The IMA provides a platform where both local and international members, which represent a broad range of interests in the microgrid value chain, can meet, exchange ideas and work cooperatively on a common set of issues with the goal of moving microgrids towards the digital, decarbonised, decentralised energy future. An inherent outcome is economic growth for members and the regions where they work. 

Aiming to represent the voice of the industry, key operational, technical and market issues will be investigated and promoted; ultimately intending to educate stakeholders and foster the development and adoption of microgrid solutions focusing on a transformed electric power system. The IMA can illustrate the reliability, resilience, security and interoperability that electric systems can derive by supporting investment and acceleration of innovative, cost effective microgrid technologies and capabilities across the world. 

The key value for members of the IMA include: 

  • Enabling cross-sector collaboration that will build a team with capabilities to accelerate microgrid market awareness and speed to market 
  • Amalgamation of issues (policy, economics, engineering) to communicate a consistent message  about the value of microgrids to stakeholders 
  • Integration of local businesses into domestic and global supply chains thus developing a broader workforce capability and export potential in energy related fields 

The IMA is committed to driving economic growth through the fostering of cross-sector collaboration across the global microgrid value chain, enabling a transformed electric power system and unlocking the future potential of microgrids. 

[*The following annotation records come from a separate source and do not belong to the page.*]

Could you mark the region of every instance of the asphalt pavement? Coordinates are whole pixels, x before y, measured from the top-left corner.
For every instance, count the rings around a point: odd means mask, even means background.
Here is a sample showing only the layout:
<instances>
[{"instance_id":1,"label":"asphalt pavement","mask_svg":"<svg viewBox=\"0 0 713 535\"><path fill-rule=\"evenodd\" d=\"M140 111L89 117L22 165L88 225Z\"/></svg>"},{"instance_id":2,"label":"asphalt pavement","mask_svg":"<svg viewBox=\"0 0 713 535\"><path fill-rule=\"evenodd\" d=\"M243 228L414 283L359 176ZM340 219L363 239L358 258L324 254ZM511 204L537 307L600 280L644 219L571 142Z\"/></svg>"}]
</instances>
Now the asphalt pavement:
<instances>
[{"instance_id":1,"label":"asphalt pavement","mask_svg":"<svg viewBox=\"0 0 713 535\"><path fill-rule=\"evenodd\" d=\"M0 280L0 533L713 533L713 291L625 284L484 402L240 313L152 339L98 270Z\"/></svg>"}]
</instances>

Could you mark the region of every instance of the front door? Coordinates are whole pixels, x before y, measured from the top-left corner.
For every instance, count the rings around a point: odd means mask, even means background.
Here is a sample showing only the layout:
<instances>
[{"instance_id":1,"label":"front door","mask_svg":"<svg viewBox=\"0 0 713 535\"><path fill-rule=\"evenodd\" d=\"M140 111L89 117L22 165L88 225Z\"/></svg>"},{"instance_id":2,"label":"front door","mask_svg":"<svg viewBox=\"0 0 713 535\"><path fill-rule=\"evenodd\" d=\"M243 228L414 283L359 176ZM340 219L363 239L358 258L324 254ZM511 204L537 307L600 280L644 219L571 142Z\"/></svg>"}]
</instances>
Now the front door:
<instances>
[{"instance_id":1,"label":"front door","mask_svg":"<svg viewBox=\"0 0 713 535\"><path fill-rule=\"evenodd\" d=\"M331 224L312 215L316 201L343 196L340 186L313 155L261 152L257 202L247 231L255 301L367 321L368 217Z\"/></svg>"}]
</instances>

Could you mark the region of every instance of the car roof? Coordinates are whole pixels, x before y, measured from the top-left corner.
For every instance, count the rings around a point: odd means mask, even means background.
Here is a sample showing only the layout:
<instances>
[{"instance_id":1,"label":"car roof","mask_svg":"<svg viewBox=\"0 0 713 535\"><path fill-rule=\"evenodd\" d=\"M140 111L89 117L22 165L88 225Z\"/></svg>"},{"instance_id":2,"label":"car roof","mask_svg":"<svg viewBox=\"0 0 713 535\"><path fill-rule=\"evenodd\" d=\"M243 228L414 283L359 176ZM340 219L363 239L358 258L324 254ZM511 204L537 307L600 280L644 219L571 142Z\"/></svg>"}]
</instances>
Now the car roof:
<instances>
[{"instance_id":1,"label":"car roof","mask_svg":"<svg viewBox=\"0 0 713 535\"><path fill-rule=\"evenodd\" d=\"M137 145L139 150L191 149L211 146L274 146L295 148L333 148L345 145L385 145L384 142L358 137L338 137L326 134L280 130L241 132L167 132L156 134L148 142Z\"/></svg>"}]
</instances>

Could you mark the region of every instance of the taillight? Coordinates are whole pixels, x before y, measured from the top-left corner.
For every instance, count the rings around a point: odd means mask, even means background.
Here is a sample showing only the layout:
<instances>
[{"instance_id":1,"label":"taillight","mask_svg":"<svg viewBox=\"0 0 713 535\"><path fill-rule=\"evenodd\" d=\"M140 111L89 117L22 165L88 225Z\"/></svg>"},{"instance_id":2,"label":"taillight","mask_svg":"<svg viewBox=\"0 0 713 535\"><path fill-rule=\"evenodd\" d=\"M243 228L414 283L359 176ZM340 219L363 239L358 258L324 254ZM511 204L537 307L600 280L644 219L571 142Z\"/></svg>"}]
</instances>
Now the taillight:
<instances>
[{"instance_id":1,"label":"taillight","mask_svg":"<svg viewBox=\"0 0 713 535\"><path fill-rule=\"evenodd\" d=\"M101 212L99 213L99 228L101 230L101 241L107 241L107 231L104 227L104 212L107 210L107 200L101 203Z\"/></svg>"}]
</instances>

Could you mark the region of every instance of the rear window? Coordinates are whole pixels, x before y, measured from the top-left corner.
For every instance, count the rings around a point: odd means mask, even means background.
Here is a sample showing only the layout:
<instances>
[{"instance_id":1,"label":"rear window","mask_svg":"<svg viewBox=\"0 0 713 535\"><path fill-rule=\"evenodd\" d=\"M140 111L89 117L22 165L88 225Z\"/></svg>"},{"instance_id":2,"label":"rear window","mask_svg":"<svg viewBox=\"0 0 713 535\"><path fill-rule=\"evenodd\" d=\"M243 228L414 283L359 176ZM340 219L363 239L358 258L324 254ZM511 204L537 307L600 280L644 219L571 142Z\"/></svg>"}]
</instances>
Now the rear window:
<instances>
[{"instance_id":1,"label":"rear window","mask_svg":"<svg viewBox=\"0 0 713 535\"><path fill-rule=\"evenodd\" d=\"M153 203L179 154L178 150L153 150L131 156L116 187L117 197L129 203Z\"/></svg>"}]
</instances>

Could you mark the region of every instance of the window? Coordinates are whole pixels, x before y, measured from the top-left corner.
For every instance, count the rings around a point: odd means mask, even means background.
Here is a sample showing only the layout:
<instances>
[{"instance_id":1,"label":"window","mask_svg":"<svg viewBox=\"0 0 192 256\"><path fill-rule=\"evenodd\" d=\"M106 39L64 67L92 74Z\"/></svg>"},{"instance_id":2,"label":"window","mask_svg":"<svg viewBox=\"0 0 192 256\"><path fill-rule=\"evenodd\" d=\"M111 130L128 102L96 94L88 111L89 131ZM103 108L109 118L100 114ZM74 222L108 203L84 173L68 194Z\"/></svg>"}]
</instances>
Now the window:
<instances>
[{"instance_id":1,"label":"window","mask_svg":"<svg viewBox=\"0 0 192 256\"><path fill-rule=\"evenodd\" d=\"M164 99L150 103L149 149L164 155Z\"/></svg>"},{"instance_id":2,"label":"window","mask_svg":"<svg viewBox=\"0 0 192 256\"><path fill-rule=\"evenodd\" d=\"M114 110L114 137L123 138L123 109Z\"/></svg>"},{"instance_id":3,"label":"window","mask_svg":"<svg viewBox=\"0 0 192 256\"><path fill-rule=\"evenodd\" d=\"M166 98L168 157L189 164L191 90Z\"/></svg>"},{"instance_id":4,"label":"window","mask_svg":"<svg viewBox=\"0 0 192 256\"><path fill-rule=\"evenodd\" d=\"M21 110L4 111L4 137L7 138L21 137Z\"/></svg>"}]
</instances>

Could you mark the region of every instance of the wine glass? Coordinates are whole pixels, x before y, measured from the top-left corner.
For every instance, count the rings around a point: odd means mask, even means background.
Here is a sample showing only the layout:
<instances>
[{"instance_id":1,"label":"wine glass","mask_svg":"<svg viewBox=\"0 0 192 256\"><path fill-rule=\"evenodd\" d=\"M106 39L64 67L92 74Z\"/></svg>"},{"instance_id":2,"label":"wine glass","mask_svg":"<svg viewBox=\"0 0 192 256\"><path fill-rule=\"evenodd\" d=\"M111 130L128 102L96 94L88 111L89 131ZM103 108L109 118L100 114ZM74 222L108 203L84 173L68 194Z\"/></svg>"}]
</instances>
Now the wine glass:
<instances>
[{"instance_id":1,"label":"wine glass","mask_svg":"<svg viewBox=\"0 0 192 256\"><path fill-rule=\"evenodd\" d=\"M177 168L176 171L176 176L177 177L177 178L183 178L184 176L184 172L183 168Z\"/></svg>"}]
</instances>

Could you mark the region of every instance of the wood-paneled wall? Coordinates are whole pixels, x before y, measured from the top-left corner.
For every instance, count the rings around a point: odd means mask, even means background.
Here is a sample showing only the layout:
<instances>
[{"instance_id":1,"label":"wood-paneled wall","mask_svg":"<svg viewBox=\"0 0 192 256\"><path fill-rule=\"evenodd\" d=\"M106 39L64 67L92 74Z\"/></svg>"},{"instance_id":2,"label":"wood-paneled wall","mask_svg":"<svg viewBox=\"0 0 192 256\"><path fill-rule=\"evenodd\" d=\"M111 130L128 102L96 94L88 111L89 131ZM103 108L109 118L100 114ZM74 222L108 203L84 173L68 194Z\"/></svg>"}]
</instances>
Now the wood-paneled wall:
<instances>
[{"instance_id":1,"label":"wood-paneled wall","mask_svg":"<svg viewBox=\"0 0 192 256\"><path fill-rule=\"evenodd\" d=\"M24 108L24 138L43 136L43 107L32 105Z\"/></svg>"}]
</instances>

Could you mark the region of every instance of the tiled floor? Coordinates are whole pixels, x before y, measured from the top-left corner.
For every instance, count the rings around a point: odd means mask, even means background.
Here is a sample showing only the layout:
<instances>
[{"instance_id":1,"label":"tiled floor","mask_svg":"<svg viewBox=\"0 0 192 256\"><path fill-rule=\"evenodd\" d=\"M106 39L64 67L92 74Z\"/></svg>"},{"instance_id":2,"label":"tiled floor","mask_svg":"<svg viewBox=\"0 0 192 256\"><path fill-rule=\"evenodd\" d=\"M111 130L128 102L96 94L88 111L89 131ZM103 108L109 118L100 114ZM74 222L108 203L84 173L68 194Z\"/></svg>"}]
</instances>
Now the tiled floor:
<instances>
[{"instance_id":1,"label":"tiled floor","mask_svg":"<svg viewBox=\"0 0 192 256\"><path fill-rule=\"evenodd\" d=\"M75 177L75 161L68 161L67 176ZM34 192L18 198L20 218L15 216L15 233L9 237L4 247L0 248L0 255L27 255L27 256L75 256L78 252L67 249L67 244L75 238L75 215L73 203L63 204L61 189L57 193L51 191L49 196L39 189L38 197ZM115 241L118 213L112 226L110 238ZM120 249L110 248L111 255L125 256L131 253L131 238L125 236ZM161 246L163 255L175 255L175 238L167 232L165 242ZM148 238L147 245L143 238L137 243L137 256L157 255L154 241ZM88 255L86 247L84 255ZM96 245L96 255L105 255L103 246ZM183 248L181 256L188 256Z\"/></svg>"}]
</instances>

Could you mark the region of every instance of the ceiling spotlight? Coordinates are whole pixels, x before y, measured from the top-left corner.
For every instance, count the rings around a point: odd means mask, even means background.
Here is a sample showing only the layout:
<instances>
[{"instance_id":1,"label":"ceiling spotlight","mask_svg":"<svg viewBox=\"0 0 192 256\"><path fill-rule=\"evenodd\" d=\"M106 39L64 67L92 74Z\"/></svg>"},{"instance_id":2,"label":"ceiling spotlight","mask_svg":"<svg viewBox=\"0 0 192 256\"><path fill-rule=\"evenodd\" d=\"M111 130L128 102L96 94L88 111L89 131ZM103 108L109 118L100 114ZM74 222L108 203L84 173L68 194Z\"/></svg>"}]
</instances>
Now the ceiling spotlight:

Educating the industry on the benefits of microgrids 

A number of benefits arise from localising the management and control of energy resources in the form of microgrids. They include: 

  • Economics: as utility electric prices (both energy and demand) have either become unpredictable or are escalating too high, microgrids provide balanced control of energy production and demand lead to lower pricing
  • Reliability: energy users require higher energy availability than can be provided by traditional sources. Microgrids can supply much more stable voltage and frequency using advanced control systems
  • Resilience: energy users have suffered, and cannot afford, too many storm or other frequent outages with longer than acceptable restoration times. Microgrids, supplying energy production closer to the loads, minimise the effects due to weather or fires
  • Environmental impact: many utilities do not share the users’ standards for levels of carbon emissions. Microgrids can supply many types of renewable energy, including those supplied by customers’ rooftops

The IMA will be providing public educational content on solutions that can be applied across all regions and circumstances. It intends to work directly with government agencies and multi-lateral banks to ensure a stable, sustainable energy future for all.